Analog Neuron Lab
Build neural networks you can touch.
Analog Neuron Lab is a real neural network in the physical world, where signals, weights, and activations are not code but voltages you can measure and adjust with real tools. Built for students, educators, and makers who want to connect equations to electronics.
What it is
A neural network you can build with your hands.
Not a simulation. Not software. Each neuron in Analog Neuron Lab is built from real analog electronics. Every input, weight, bias, and activation is a voltage, which means you can measure it with a multimeter or oscilloscope, watch weights and activations change in real time, and connect the math directly to a physical circuit. It turns abstract neural network ideas into phenomena you can touch and test.

Pure analog path
Everything stays continuous: inputs are voltages, math happens as currents, and outputs are instant analog levels. No ADC, no DAC, no firmware in the middle: turn a knob and the network moves with you.
Modular blocks
Each PCB is a role: inputs, neurons, layers, outputs, probes. Wire blocks in minutes to build real MLPs you can see on the desk: rewire, branch, and extend like hardware LEGO for neural nets.
Hands-on measurement
Probe any node with a multimeter or scope: inputs, sums, activations, outputs. See a weight tweak shift the boundary in real time: debugging becomes measuring, not guessing.
Product gallery
A physical neural network, built to be explored.
Real kit v1.0 photography.

Module array
Core neuron blocks laid out for tuning. The input PCB connects to the hidden layer and then to the output PCB.

Test points and LEDs
Patch the network like a synth using any simple DC multimeter or oscilloscope.

Weight tuning
Dial in weights with trimmer potentiometers and adjust them.

Built-in oscilloscope
See the inputs as 2D points in the included OLED screen.
Training app
Train, visualize, and set voltages without code
The desktop trainer lets you load a dataset, run a quick fit, and export exact volt targets for every node. A built-in visualizer draws the trained model as an easy diagram so you can dial the trimmers to the right voltages without writing code or doing math.
Download trainer (Windows)

How it works
Four physical concepts that make the network real.
Inputs become voltages
Inputs are real voltages that represent data you can inject, measure, and trace through the circuit.
Probe inputs with a multimeter or oscilloscope.
Weights are physical controls
Weights are adjustable with trimmers or the app, so you can see how each change reshapes the response.
Turn a knob and watch the boundary move.
Bias sets the reference
Bias is a reference voltage that shifts the decision point and shows how offsets change behavior.
Shift the response with a single bias voltage.
Activation is analog
The activation function is built with real analog components, so you can see nonlinearity emerge in hardware.
Watch the nonlinearity happen on the bench.
Learning path
For almost all ages, from zero code to serious projects
What you will master at each stage: Beginner: identify analog signals, measure voltages with a multimeter, and understand a weighted sum as a physical sum of voltages.
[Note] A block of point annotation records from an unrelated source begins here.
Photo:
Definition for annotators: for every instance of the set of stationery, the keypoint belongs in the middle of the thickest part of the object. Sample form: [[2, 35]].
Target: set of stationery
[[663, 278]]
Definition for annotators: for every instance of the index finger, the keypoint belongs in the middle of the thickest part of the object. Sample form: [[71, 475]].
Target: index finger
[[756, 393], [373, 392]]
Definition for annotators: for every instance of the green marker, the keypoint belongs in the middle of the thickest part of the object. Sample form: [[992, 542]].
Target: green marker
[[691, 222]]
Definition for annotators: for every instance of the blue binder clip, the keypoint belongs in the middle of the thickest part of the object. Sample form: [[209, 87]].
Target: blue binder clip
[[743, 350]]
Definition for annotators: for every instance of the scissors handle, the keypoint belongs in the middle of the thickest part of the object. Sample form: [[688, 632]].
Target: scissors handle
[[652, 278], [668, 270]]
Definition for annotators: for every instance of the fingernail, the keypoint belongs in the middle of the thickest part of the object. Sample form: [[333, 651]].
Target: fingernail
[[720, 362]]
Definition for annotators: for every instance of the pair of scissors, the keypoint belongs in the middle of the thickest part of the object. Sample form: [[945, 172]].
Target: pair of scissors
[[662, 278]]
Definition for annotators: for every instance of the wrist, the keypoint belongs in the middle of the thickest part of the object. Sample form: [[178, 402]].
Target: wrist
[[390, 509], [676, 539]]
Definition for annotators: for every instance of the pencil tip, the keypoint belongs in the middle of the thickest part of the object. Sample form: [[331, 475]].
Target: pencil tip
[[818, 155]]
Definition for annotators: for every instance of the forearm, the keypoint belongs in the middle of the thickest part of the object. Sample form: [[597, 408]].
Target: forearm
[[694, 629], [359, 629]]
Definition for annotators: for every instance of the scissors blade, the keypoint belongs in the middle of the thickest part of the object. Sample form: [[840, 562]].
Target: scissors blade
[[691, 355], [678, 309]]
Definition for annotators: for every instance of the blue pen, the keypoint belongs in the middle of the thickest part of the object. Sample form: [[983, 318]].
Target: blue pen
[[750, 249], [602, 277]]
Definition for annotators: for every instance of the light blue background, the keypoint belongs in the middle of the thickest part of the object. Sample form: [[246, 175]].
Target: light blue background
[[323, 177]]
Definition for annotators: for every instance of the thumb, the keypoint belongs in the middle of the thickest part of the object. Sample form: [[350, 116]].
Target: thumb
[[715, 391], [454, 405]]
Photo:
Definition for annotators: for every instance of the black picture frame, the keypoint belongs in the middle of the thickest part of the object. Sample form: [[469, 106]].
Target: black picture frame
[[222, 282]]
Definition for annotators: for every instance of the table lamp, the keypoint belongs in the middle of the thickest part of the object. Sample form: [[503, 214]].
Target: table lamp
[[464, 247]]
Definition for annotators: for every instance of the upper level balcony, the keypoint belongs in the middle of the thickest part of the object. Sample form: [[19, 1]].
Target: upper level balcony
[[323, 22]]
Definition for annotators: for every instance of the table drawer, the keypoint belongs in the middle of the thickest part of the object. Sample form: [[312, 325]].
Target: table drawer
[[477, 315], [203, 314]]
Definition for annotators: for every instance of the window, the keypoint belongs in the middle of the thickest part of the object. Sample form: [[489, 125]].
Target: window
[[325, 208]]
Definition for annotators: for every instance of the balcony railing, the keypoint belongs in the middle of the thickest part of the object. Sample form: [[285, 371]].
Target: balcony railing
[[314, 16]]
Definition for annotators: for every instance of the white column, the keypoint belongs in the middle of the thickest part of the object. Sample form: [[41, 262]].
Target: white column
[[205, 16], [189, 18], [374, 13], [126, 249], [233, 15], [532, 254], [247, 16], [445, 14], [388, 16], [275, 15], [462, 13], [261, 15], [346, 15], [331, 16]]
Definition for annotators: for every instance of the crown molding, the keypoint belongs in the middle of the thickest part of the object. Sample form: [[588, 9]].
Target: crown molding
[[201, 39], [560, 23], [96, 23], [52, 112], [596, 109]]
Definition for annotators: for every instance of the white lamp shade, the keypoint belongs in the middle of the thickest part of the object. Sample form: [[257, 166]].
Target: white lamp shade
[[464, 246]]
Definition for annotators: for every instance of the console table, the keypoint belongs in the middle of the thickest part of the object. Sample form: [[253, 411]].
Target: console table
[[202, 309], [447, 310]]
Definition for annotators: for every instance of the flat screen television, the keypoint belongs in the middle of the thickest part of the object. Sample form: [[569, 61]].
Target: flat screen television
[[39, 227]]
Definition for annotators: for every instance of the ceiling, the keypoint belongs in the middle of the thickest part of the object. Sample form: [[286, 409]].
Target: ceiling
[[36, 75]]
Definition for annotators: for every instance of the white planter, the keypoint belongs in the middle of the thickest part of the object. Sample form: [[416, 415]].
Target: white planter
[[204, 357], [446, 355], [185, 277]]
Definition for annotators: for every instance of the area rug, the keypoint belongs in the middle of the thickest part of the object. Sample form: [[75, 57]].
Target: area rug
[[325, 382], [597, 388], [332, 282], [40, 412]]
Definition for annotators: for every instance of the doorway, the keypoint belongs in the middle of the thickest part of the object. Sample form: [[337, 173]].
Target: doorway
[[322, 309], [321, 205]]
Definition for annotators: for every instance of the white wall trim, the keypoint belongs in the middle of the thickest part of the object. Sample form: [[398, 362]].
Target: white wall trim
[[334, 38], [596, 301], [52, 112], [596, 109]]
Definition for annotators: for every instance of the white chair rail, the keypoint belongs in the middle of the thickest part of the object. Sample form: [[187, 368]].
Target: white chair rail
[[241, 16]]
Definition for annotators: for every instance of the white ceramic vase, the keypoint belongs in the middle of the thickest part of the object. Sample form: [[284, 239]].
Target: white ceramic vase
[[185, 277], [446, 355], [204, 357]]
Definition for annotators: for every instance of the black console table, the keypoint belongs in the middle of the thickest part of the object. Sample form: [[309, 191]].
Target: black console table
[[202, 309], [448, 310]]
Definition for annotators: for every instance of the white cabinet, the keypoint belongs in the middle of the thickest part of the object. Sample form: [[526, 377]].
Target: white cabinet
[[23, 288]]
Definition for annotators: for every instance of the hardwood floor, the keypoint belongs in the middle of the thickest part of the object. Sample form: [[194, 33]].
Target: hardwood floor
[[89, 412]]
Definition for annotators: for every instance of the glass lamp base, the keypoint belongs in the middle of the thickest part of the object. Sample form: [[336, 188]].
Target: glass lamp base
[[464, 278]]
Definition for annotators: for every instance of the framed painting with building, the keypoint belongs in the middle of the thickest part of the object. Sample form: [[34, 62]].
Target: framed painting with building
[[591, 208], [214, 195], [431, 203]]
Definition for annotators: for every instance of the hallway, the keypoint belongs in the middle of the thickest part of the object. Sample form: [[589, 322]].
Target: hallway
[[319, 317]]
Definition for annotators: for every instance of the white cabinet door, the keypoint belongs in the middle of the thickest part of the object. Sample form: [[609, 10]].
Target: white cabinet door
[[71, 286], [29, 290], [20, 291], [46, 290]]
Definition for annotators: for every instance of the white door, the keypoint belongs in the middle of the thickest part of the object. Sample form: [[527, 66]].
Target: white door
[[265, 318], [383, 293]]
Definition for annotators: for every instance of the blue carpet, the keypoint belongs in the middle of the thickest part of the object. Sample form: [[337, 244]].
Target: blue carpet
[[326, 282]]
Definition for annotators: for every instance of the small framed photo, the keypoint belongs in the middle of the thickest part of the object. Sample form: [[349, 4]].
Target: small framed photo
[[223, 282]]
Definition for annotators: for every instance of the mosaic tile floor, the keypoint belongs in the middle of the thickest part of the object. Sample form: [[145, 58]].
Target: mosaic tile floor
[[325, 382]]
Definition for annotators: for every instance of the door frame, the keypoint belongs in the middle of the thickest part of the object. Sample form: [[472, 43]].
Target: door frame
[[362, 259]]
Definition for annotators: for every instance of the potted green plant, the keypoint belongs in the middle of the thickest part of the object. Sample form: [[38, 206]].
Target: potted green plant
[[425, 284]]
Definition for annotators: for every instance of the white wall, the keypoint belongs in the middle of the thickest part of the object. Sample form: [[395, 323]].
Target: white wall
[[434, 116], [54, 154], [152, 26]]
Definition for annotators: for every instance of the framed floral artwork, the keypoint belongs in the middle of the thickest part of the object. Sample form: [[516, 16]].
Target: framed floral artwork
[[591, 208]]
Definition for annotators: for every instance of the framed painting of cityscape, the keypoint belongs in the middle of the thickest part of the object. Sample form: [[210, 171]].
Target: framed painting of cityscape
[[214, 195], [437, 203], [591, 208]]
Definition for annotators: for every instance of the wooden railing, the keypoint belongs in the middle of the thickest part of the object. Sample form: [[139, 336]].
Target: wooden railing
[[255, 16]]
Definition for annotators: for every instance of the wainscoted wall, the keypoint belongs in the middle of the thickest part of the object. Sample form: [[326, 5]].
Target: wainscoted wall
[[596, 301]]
Practitioner: connect activation functions to diode and amplifier behavior, and adjust weights to change the network response. Master: analyze tolerances and noise, compare physical versus mathematical performance, and map the error limits of real hardware.

Who it is for
For students, educators, and makers who want real outcomes.
High school
Learn how a neuron behaves physically without relying on software or simulations.
Vocational training
Connect electronics and artificial intelligence through practical, real world experimentation.
University
Bridge mathematical theory with real electronics and measurable signals.
Hobbyists
Experiment, measure, and build your own neural projects with a hands on kit.
Guide PDF
Analog Neuron Lab guide
Work in progress, updated regularly.
The kit comes with a structured lab guide designed to be read like a real textbook and used like a real lab notebook. It is currently written in Spanish, with a clear progression through three depths of understanding: an intuitive path for beginners, a technical path that connects circuits to the standard neural network notation, and an advanced path that treats the system as a physical model with limits, calibration, and uncertainty. An English translation is in progress, and the goal is to keep the same style, visuals, and rigor across both languages.

About the author
Hi, I am Diego.
I am a huge electronic enthusiast and deep learning researcher interested in the intersection of modern AI and physical systems. I work professionally in computer vision and generative models, and I also teach and give lectures on artificial intelligence at various universities and courses. Analog Neuron Lab comes from a long term personal motivation: removing the abstraction barrier that makes neural networks feel opaque, and turning them back into something tangible, measurable, and understandable. This project is my way of merging rigorous AI research with hands on electronics to make learning honest, physical, and intuitive.